« Drieu croit encore (l’époque s’y prête) à l’action individuelle salvatrice, à l’homme providentiel, »
Par Richard de Seze.
Aux adeptes du soupçon qui pensent que tout méchant est corrompu dès sa conception (je veux parler des écrivains “fascistes”, comme dirait un vertueux communiste), la lecture de ces lettres ouvertes aux surréalistes, écrites par Drieu, sera un grand déplaisir.
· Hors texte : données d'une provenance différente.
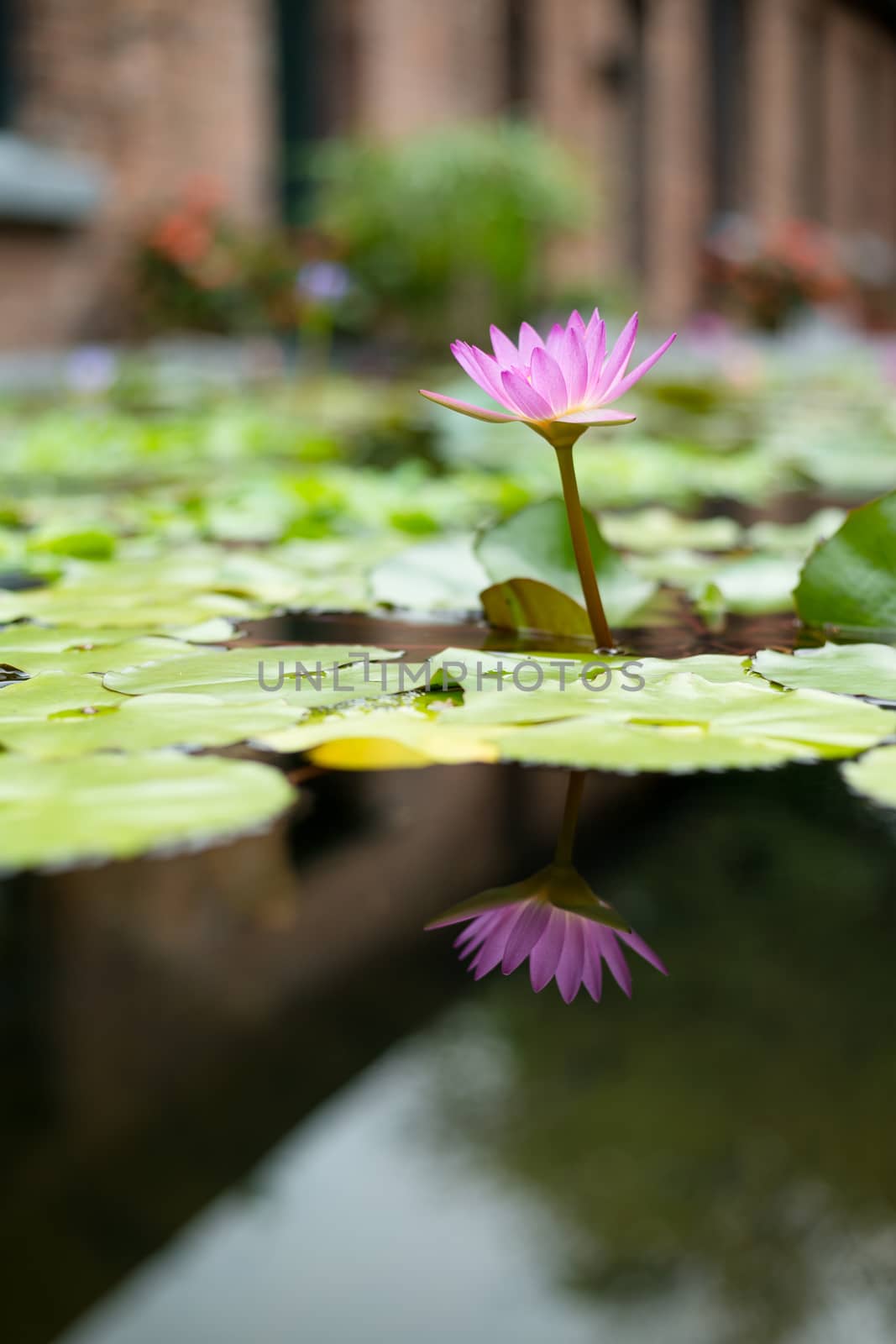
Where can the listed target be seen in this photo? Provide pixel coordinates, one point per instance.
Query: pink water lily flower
(558, 386)
(564, 931)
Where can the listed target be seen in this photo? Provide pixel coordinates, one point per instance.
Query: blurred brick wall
(163, 91)
(159, 93)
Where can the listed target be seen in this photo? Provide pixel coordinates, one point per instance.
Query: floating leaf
(255, 672)
(537, 544)
(121, 806)
(676, 722)
(851, 580)
(846, 669)
(145, 723)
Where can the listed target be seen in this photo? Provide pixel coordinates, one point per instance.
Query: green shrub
(446, 230)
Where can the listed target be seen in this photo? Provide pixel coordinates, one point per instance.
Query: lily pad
(676, 722)
(35, 648)
(851, 580)
(537, 544)
(254, 672)
(100, 808)
(846, 669)
(145, 723)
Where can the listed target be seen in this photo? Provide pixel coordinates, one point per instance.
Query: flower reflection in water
(553, 918)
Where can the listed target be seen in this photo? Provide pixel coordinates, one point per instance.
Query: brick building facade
(679, 111)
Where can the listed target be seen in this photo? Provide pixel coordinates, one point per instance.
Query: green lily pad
(537, 544)
(96, 605)
(530, 605)
(439, 575)
(661, 530)
(98, 808)
(676, 722)
(851, 580)
(875, 776)
(35, 648)
(238, 674)
(53, 692)
(846, 669)
(748, 585)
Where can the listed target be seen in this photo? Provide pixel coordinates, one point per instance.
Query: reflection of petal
(546, 954)
(616, 961)
(526, 933)
(466, 409)
(492, 949)
(571, 965)
(591, 967)
(638, 945)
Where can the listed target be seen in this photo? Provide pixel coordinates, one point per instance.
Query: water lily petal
(495, 942)
(550, 382)
(620, 356)
(574, 363)
(524, 934)
(638, 945)
(591, 967)
(530, 340)
(479, 367)
(631, 380)
(571, 964)
(595, 349)
(506, 351)
(555, 338)
(598, 416)
(611, 953)
(546, 954)
(577, 323)
(517, 393)
(466, 409)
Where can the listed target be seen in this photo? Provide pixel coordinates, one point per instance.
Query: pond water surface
(250, 1100)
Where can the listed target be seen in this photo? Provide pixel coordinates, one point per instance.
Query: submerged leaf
(851, 580)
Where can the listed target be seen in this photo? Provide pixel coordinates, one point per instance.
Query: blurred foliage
(445, 232)
(199, 270)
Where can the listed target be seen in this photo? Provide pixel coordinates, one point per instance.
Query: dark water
(246, 1099)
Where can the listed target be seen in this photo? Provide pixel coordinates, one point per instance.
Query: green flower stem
(563, 853)
(584, 559)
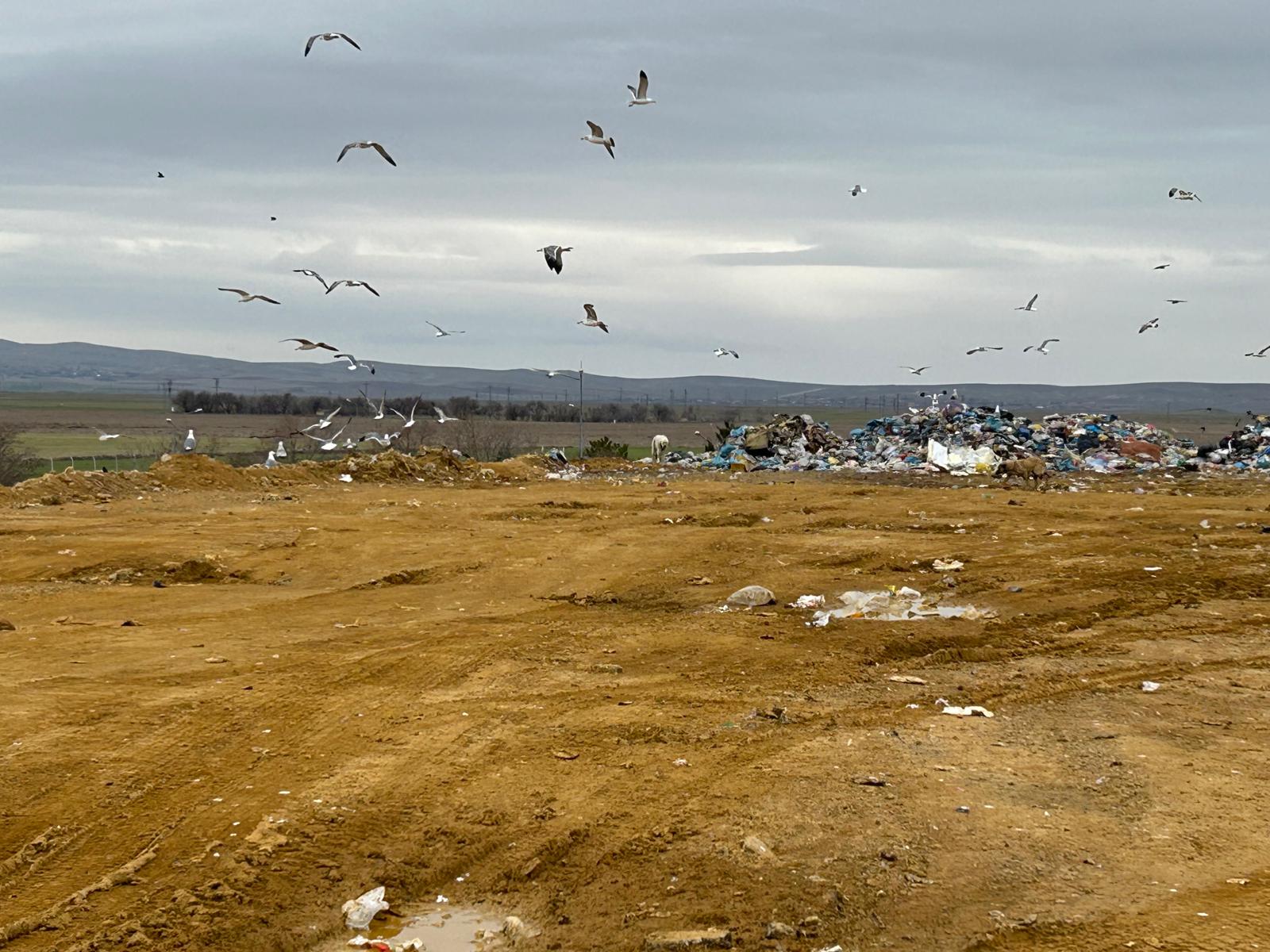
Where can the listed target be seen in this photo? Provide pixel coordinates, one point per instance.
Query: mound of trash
(952, 438)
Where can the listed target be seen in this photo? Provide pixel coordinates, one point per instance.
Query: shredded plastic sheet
(902, 605)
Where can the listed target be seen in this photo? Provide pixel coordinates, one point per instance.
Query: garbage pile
(1245, 448)
(956, 438)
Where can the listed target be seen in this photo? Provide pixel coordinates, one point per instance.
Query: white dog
(660, 446)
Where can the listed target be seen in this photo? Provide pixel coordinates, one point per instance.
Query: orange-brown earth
(435, 673)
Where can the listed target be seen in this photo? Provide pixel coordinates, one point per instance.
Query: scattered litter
(971, 711)
(808, 602)
(895, 605)
(360, 912)
(752, 596)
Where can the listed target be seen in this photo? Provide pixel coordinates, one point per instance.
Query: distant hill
(92, 367)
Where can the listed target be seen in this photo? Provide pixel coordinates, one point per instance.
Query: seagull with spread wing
(591, 321)
(639, 97)
(315, 37)
(598, 139)
(374, 145)
(245, 298)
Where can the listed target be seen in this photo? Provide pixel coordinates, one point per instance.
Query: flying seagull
(556, 257)
(376, 146)
(639, 97)
(592, 321)
(597, 137)
(1043, 347)
(245, 298)
(305, 344)
(444, 333)
(311, 274)
(353, 365)
(352, 285)
(328, 444)
(410, 423)
(329, 36)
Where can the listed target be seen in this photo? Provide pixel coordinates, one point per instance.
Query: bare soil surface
(435, 673)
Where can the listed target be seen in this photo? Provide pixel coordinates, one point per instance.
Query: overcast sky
(1007, 149)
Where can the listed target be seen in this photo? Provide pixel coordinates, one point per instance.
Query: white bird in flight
(305, 344)
(592, 321)
(556, 257)
(352, 285)
(328, 36)
(444, 333)
(244, 298)
(639, 97)
(311, 274)
(328, 444)
(597, 137)
(406, 423)
(374, 145)
(355, 365)
(1043, 347)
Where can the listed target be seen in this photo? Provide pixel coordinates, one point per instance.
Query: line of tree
(460, 406)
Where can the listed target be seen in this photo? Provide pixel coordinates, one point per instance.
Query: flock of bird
(1178, 194)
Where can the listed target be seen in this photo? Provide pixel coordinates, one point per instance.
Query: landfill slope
(527, 685)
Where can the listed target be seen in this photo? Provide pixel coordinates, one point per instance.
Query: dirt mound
(198, 471)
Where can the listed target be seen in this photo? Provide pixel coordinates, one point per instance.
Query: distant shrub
(606, 448)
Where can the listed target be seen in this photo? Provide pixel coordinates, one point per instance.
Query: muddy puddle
(441, 930)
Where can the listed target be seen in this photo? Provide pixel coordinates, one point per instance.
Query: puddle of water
(441, 931)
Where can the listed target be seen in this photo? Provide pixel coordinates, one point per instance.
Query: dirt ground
(437, 673)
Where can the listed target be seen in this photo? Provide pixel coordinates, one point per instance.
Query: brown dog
(1028, 469)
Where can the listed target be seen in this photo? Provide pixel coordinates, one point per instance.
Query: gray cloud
(1007, 150)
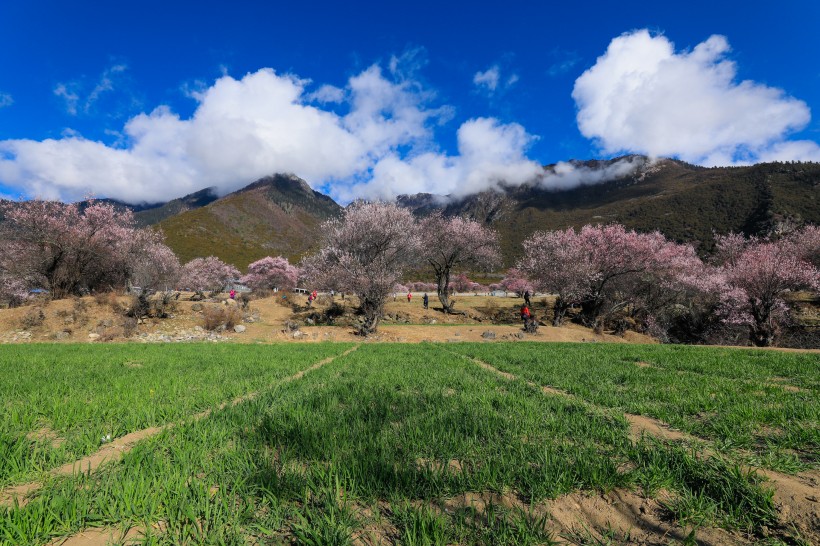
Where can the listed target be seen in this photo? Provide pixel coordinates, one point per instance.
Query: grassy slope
(376, 432)
(265, 219)
(685, 203)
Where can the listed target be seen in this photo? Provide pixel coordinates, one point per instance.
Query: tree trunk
(559, 311)
(372, 315)
(762, 332)
(443, 288)
(591, 312)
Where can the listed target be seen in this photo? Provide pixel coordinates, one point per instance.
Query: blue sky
(145, 101)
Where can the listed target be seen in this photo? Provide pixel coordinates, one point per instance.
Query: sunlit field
(431, 443)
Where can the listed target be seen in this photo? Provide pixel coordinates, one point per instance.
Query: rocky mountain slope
(276, 215)
(685, 202)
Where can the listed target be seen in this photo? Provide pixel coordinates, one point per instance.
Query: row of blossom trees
(609, 270)
(604, 271)
(69, 249)
(368, 250)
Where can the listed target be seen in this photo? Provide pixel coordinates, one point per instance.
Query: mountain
(684, 202)
(276, 215)
(147, 216)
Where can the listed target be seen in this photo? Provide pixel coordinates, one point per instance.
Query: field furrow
(406, 444)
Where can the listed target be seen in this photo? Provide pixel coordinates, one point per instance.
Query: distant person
(525, 313)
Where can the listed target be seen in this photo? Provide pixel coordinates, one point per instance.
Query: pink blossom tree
(366, 252)
(461, 283)
(606, 269)
(269, 273)
(68, 248)
(516, 281)
(805, 244)
(13, 291)
(211, 274)
(457, 243)
(756, 281)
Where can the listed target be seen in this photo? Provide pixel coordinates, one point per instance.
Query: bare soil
(119, 446)
(796, 497)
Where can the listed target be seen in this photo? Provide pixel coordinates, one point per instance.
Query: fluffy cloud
(72, 91)
(643, 96)
(489, 153)
(490, 80)
(264, 123)
(565, 175)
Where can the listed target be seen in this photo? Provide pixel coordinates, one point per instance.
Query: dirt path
(796, 497)
(117, 448)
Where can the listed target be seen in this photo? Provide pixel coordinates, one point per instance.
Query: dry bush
(109, 299)
(160, 306)
(129, 326)
(110, 334)
(79, 312)
(33, 318)
(221, 317)
(259, 293)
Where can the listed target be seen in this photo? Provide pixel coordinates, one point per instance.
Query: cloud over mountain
(642, 96)
(242, 129)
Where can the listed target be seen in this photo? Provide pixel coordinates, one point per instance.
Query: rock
(291, 326)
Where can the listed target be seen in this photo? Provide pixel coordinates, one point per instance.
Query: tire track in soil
(797, 498)
(118, 447)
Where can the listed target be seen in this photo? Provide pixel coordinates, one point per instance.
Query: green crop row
(377, 443)
(61, 402)
(770, 407)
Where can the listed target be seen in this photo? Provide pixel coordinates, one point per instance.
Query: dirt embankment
(272, 319)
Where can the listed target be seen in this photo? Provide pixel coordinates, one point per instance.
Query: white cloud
(491, 81)
(643, 96)
(566, 175)
(488, 79)
(489, 153)
(328, 94)
(69, 94)
(73, 92)
(265, 123)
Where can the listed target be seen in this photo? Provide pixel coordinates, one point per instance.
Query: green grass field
(374, 445)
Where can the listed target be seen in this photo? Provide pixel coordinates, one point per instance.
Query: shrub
(221, 317)
(33, 318)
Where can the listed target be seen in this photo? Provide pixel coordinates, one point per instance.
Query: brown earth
(796, 497)
(631, 517)
(86, 320)
(122, 445)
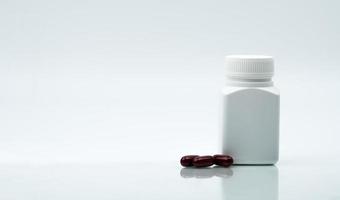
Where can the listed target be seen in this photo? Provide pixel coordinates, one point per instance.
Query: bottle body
(250, 124)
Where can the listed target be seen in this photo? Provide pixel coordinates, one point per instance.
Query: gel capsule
(223, 160)
(186, 161)
(203, 161)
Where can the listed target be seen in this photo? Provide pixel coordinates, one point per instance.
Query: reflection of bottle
(250, 111)
(251, 182)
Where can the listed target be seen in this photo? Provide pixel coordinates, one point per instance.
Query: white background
(97, 81)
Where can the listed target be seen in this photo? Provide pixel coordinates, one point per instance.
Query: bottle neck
(243, 82)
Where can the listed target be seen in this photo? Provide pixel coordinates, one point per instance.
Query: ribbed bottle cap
(249, 67)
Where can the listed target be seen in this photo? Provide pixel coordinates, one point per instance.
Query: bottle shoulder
(232, 89)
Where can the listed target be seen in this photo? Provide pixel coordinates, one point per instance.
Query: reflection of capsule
(221, 172)
(251, 182)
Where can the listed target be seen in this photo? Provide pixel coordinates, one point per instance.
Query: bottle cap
(249, 67)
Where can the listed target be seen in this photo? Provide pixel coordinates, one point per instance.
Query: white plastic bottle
(250, 130)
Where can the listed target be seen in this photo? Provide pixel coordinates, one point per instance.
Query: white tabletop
(168, 180)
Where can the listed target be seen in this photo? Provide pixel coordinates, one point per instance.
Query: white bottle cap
(249, 67)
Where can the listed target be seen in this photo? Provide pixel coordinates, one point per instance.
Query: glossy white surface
(169, 181)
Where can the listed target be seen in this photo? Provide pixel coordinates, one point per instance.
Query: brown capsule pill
(203, 161)
(186, 161)
(223, 160)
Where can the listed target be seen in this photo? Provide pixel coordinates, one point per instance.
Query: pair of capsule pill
(206, 161)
D’abord, elles rappellent à quel point Drieu et Aragon s’appréciaient (et comment douter de la lumineuse et pénétrante intelligence d’Aragon ?). Ensuite, elles révèlent un Drieu « dadaction française », selon l’heureuse formule du préfacier, qui fut au bord du surréalisme, dont l’absolutisme le charmait. Il est vrai qu’alors ni Breton, ni Aragon ni Éluard ne s’étaient asservies au communisme… Mais pourquoi n’adhéra-t-il pas ? Parce qu’il pressentit que les surréalistes allaient verser dans la littérature et non pas dans l’action. À ce point incandescent de l’histoire européenne, Drieu croit encore (l’époque s’y prête) à l’action individuelle salvatrice, à l’homme providentiel, pour ainsi dire, qui, se dévouant à s’accomplir, accomplit tout pour les autres ; et il ne croit pas que le communisme puisse servir autre chose qu’un triste projet collectif (« le surréalisme, c’était la révélation, ce n’était pas la révolution »), lucidité dont les surréalistes se privèrent très consciemment, avec l’instinct des prébendes assurées et le goût du tumulte, qui amuse et n’engage à rien. Les trois textes de Drieu (bien servis par un bel appareil critique et une très utile chronologie sur Drieu et les surréalistes), surtout la Troisième lettre aux surréalistes sur l’amitié et la solitude (juillet 1927), sont des essais qui démontent minutieusement la pose surréaliste, sans parvenir, bien évidemment, à établir une position artistique et politique qui soit autre chose que l’exhibition honnête et hallucinée d’une âme tourmentée, celle de Drieu, manière de surhomme renâclant à l’idée d’être seul mais refusant la médiocrité de ceux qui s’installent dans le groupe pour s’y ménager une bauge douillette (« Je ne vous pardonnerai jamais d’avoir écrit : “nous nous engageons à la violence”, et d’être encore, deux ans après, non seulement en vie, mais responsables tout juste de deux ou trois coups de canne. »). On connaît la fin. Aragon répondit à ces lettres, dans la NRF, en 1925 : « Tu t’en vas, tu t’effaces. Il n’y a plus personne au lointain, et, tu l’as bien voulu, ombre, va-t’en, adieu. » Mais Drieu revient. ■ RICHARD DE SEZE
Pierre Drieu la Rochelle, Trois lettres aux surréalistes. Gallimard, 2024, 154 p., 17,50 €.
Article précédemment paru dans Politique magazine.